Last updated: August 21, 2025

Injuries of brain areas and their effects

Broca’s area

Pierre Paul Broca, in the 1860s, observed that damage to the posterior portion of the left frontal lobe, specifically the posterior inferior frontal gyrus, now known as Broca’s area, resulted in a specific language deficit. His most famous patient, Leborgne (nicknamed “Tan”), could understand spoken language but was unable to produce more than a single syllable, despite otherwise normal cognitive abilities. Broca found similar deficits in other patients with lesions in the same region.
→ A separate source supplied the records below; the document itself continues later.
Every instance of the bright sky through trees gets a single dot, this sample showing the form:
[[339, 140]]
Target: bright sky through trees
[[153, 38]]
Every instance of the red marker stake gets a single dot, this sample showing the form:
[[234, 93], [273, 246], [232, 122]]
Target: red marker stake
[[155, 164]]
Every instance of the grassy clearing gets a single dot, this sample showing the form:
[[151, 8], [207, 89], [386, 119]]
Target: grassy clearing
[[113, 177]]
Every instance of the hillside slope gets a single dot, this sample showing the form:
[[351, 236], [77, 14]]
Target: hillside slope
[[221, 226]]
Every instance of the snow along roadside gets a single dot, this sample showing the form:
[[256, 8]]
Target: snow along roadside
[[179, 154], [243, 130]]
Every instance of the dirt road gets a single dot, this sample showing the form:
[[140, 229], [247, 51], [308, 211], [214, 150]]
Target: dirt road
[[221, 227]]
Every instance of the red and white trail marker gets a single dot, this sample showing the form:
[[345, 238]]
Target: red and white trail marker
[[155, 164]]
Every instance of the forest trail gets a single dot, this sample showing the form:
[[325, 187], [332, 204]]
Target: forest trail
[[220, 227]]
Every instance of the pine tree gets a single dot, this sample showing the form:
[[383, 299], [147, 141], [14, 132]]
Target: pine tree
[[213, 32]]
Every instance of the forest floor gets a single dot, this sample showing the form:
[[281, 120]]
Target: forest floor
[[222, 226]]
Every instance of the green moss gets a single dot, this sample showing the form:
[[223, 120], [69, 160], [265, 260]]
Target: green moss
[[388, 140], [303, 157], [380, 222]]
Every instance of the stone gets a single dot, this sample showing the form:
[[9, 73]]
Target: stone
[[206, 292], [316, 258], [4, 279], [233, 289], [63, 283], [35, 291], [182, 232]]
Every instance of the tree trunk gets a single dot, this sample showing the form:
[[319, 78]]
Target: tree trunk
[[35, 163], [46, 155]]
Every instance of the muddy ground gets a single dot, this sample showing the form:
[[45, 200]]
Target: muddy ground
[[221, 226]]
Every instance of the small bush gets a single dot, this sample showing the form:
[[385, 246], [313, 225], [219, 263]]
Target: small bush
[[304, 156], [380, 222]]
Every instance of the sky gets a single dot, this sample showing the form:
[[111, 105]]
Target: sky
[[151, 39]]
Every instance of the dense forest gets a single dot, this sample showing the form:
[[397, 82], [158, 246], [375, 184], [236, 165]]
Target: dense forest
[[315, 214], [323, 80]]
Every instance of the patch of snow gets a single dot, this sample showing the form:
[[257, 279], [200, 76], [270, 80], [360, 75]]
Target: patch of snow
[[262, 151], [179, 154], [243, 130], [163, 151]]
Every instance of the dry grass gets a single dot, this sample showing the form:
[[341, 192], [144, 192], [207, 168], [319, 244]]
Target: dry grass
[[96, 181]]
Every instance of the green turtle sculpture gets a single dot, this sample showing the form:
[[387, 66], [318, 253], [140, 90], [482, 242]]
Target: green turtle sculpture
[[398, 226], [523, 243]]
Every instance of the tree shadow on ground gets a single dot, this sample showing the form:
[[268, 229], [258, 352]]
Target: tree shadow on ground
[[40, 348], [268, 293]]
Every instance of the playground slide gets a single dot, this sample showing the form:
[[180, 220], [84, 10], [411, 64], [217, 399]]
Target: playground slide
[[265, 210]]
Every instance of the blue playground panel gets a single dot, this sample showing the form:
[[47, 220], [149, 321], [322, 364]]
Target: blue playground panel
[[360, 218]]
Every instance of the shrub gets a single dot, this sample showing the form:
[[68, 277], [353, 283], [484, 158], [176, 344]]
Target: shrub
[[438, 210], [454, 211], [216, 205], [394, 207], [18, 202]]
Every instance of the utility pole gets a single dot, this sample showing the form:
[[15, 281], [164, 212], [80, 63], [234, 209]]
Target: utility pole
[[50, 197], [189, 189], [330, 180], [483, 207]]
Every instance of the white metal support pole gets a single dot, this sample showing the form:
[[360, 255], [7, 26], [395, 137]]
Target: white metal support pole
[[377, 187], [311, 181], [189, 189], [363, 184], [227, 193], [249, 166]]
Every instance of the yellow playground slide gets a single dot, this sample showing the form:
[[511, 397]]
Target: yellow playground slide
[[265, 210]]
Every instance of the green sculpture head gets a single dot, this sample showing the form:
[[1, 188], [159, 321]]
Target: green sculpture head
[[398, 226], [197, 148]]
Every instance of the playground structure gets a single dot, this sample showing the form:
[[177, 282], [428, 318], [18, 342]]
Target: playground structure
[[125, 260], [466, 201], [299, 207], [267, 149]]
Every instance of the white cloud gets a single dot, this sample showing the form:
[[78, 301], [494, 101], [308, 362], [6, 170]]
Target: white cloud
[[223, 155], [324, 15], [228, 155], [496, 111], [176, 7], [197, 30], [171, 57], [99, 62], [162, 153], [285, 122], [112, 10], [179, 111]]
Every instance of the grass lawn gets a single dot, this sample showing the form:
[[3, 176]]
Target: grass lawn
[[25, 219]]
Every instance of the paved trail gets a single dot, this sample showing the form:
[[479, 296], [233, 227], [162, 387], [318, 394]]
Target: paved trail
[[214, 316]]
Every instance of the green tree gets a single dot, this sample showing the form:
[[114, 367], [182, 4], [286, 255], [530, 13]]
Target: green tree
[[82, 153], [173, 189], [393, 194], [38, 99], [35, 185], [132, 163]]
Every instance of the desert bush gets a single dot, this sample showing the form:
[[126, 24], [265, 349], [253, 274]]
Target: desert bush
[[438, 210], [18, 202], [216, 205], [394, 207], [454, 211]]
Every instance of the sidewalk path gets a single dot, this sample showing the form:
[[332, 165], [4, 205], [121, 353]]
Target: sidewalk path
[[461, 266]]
Broca concluded that this area was crucial for the production of articulated language. The deficit, later termed “Broca’s aphasia,” is characterized by non-fluent, effortful speech with relatively preserved comprehension, although understanding complex sentences can be impaired. Broca’s systematic clinical and autopsy studies established that language production is typically lateralized to the left hemisphere and localized to this specific frontal region.

Wernicke’s area

Carl Wernicke (1874): Wernicke observed that damage to the posterior part of the left superior temporal gyrus (Wernicke’s area) resulted in fluent but nonsensical speech and poor comprehension. This complemented Broca’s findings by showing that different brain regions control different aspects of language.

The medial temporal lobe

The case of H.M. is historically famous. Due to uncontrollable seizures, he had large portions of the medial temporal lobe removed in surgery. The portions included all the hippocampal formation, the amygdala, and another area which I do not know. H.M. had perfectly intact working memory (seconds to minutes), but as soon as he was distracted, he lost the memories. He could not form new long-term memories after the surgery. The long-term memories he had before were intact.

Similar but milder effects were observed in R.B., which had only a destruction of pyrmadial cells in the CA1 region of the hippocampus.

Enthorinal Cortex (EC)

The EC has many projections, one of which is to the hippocampal dentate gyrus (DG) via the so called perforant path (PP). PP axons can be divided in two distinct bundles, based on the area they origin: the medial PP starts from the medial EC and lateral PP starts from the lateral EC. The two paths also innervates two different regions of the dentate gyrus. Noteworthy, they are not only are anatomically segregated but also deliver inputs of different nature. LPP transmits olfactory, auditory, and visual information while MPP conveys spatial information.

The evidence for a differential contribution by the two pathways to learning and memory processes was reinforced by behavioral studies. In these studies, animals subjected to selective lesions in either MEC or LEC showed distinct types of behavioral impairment: MEC injury caused defects mainly in place learning paradigms, whereas LEC injury mainly in contextual learning ones (Burwell et al., 2004; Ferbinteanu et al., 1999; Hunsaker et al., 2007).

References

  • Di Castro, Maria Amalia, and Andrea Volterra. “Astrocyte control of the entorhinal cortex‐dentate gyrus circuit: Relevance to cognitive processing and impairment in pathology.” Glia 70.8 (2022): 1536-1553.